Le bouddhisme japonais vient de la tradition Mahayana ou Grand Véhicule peuplé de buddha, êtres qui se sont éveillés à la Réalité telle qu’elle est, et de bodhisattva, êtres promis à l’Eveil. Le bouddhisme entra officiellement au Japon en 552 par l’intermédiaire d’une mission venant du royaume coréen de Paekche (Kudara en japonais). Parmi les présents destinés à l’empereur se trouvait une statue en bronze doré du Buddha Sâkyamuni (le Buddha historique), des sûtra, textes sacrés destinés à diffuser la parole du Buddha, et une lettre du souverain coréen encourageant fortement l’empereur du Japon à considérer avec attention la doctrine bouddhique. Cette nouvelle religion fut pendant une courte période en lutte avec la religion autochtone fondée sur le culte des kami, formes divinisées des éléments naturels, dès lors appelée shintô, la Voie des Dieux, par opposition à butsudô, la Voie du Buddha. A la fin de ce conflit, les deux traditions religieuses finirent par cohabiter et parfois même s’amalgamer pour donner naissance à un syncrétisme aux représentations hybrides. En moins d’un demi-siècle, le bouddhisme fut implanté au Japon, stimulant tous les arts et permettant la diffusion de l’écrit dans un pays qui ne possédait aucun système graphique propre.

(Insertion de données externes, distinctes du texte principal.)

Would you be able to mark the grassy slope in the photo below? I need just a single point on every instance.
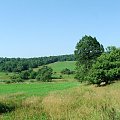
(59, 66)
(77, 103)
(35, 88)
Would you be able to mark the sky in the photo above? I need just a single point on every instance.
(35, 28)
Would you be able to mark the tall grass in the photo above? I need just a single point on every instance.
(78, 103)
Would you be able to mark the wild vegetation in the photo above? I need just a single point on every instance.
(46, 88)
(95, 65)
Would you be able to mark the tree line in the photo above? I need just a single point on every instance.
(22, 64)
(94, 63)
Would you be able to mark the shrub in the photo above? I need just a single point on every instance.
(44, 74)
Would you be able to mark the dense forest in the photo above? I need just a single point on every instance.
(21, 64)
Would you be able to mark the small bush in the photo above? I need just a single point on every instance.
(6, 108)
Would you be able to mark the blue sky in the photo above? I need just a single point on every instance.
(33, 28)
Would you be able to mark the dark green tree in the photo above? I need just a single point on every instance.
(107, 68)
(45, 74)
(86, 52)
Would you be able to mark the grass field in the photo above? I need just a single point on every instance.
(59, 100)
(70, 101)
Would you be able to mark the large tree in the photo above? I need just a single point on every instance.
(86, 52)
(106, 68)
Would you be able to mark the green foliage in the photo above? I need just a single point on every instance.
(87, 50)
(22, 64)
(67, 71)
(45, 74)
(6, 108)
(24, 75)
(106, 68)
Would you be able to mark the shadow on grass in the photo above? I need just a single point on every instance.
(4, 108)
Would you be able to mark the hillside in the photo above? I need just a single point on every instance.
(74, 102)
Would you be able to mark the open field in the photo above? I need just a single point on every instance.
(79, 102)
(59, 100)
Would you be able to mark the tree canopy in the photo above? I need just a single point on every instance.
(86, 52)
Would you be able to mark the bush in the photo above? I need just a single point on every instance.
(67, 71)
(44, 74)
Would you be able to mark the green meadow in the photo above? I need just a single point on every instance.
(59, 100)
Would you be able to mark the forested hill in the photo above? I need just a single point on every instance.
(20, 64)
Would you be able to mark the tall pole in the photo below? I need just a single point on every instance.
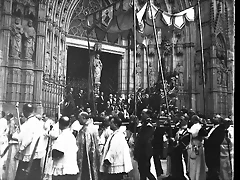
(159, 57)
(134, 54)
(135, 60)
(148, 81)
(202, 57)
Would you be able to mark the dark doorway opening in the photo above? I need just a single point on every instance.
(78, 69)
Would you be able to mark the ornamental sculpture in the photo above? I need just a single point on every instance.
(97, 69)
(29, 40)
(16, 38)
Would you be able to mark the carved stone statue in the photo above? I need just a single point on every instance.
(97, 69)
(138, 76)
(179, 70)
(16, 38)
(29, 43)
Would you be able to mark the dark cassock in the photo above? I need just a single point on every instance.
(101, 104)
(212, 151)
(88, 155)
(179, 154)
(143, 151)
(69, 105)
(157, 144)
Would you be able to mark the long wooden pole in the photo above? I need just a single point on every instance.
(159, 57)
(134, 54)
(202, 57)
(135, 60)
(148, 81)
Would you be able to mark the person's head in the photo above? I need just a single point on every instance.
(44, 115)
(145, 114)
(3, 114)
(227, 122)
(195, 119)
(115, 123)
(216, 119)
(83, 118)
(183, 124)
(102, 114)
(97, 56)
(88, 110)
(30, 23)
(9, 116)
(64, 122)
(27, 110)
(38, 116)
(17, 20)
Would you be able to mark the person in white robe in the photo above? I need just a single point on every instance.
(196, 157)
(64, 153)
(3, 142)
(116, 161)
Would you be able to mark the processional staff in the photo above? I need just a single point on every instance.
(135, 60)
(159, 57)
(202, 57)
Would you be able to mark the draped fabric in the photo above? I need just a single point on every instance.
(88, 153)
(111, 21)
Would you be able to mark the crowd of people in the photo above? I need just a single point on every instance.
(72, 147)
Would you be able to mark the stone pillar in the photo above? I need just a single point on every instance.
(6, 11)
(40, 57)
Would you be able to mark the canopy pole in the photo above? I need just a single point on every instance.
(202, 57)
(148, 80)
(90, 83)
(135, 61)
(159, 57)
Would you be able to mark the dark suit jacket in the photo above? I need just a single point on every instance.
(212, 147)
(70, 108)
(143, 147)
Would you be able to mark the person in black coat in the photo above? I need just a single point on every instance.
(157, 144)
(143, 148)
(69, 104)
(212, 148)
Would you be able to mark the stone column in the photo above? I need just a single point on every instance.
(6, 12)
(40, 56)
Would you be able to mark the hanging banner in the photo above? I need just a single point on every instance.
(118, 18)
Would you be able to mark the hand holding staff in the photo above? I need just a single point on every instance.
(18, 116)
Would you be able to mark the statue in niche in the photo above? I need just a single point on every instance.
(29, 43)
(179, 70)
(138, 76)
(16, 38)
(97, 66)
(151, 75)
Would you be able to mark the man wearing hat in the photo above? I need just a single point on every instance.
(178, 155)
(88, 155)
(28, 137)
(212, 148)
(143, 151)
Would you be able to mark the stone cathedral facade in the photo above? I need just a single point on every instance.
(35, 35)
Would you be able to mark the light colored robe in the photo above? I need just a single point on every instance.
(117, 151)
(196, 163)
(88, 155)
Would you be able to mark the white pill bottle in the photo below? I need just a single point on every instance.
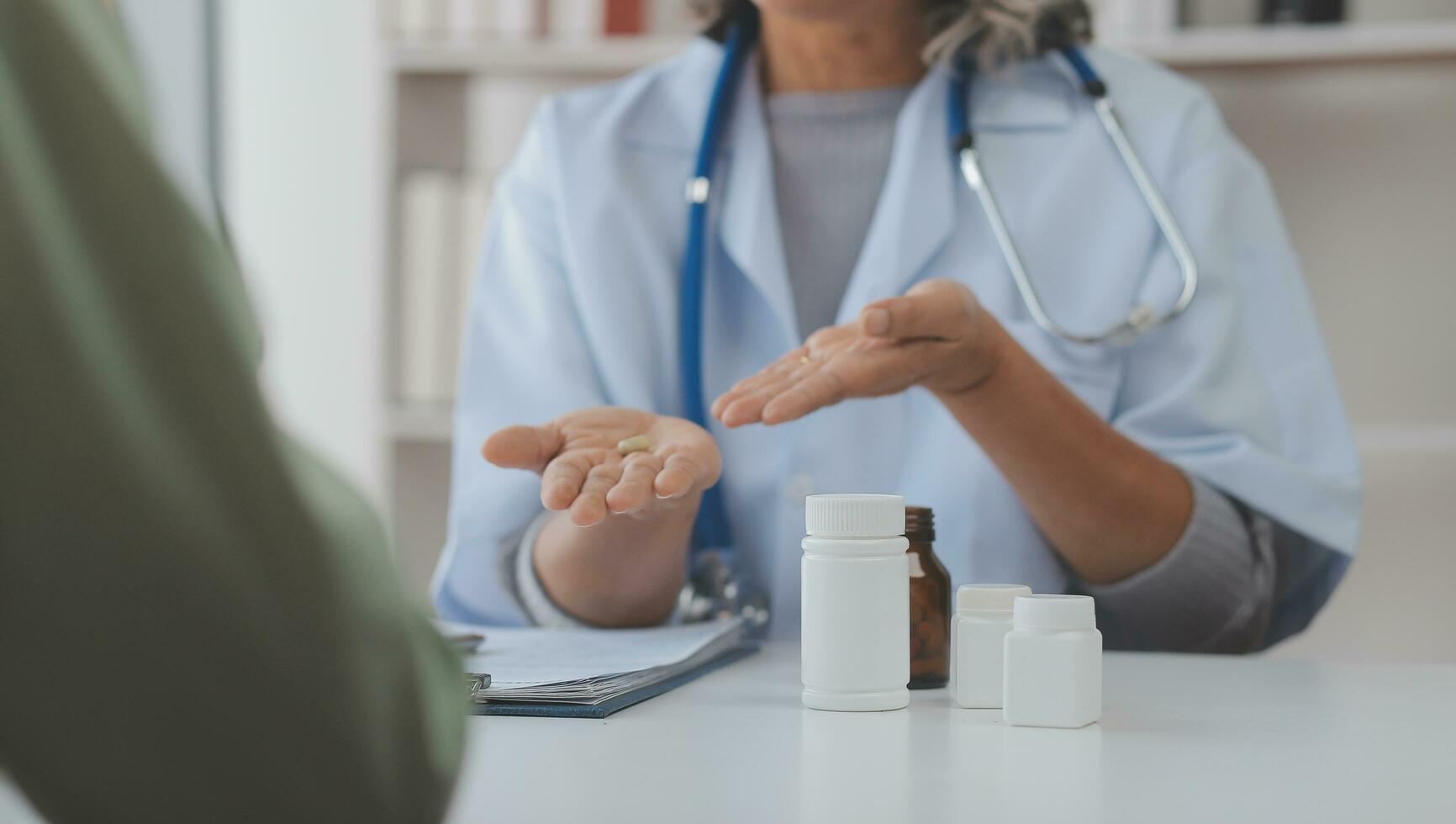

L’évolution de cette religion, fortement liée à l’Etat, se fit selon quatre grands courants. Jusqu’à la fin de l’époque de Nara (710–794) la doctrine traditionnelle fut enseignée à Nara dans les six grandes écoles chinoises de l’époque. A l’époque antérieure de Heian (794 –1185) le bouddhisme ésotérique des écoles du Tendai et du Shingon fut introduit au Japon. L’époque postérieure de Heian fut surtout marquée par l’éclosion et le développement du culte d’Amida, buddha de l’Ouest résidant dans la « Terre Pure du suprême bonheur ». Ce phénomène fut provoqué en grande partie par l’annonce du « Dharma de la fin », qui devait conduire à l’extinction du bouddhisme et à l’impossibilité pour les hommes d’atteindre l’Eveil. A l’époque Kamakura (1185-1333) le bouddhisme zen fit son apparition. Ce courant bouddhique qui n’avait pas besoin d’icônes accentua le déclin de la sculpture.

En 1868, le Japon se trouva contraint d’ouvrir ses frontières après deux siècles et demi d’une autarcie presque totale. La restauration du pouvoir impérial jusqu’alors supplanté par celui des shoguns, relança la lutte destinée à restaurer les traditions anciennes. Le bouddhisme, religion étrangère, fut considéré comme portant ombrage à l’identité japonaise. Le gouvernement s’engagea dans une politique d’extirpation de toute trace de bouddhisme dans les temples shintô : les statues furent retirées, parfois brûlées, et, dans le meilleur des cas, achetées à bas prix par des voyageurs occidentaux. C’est probablement dans ces conditions que, lors de son voyage de 1889, Georges Labit acquit la majorité des pièces bouddhiques exposées.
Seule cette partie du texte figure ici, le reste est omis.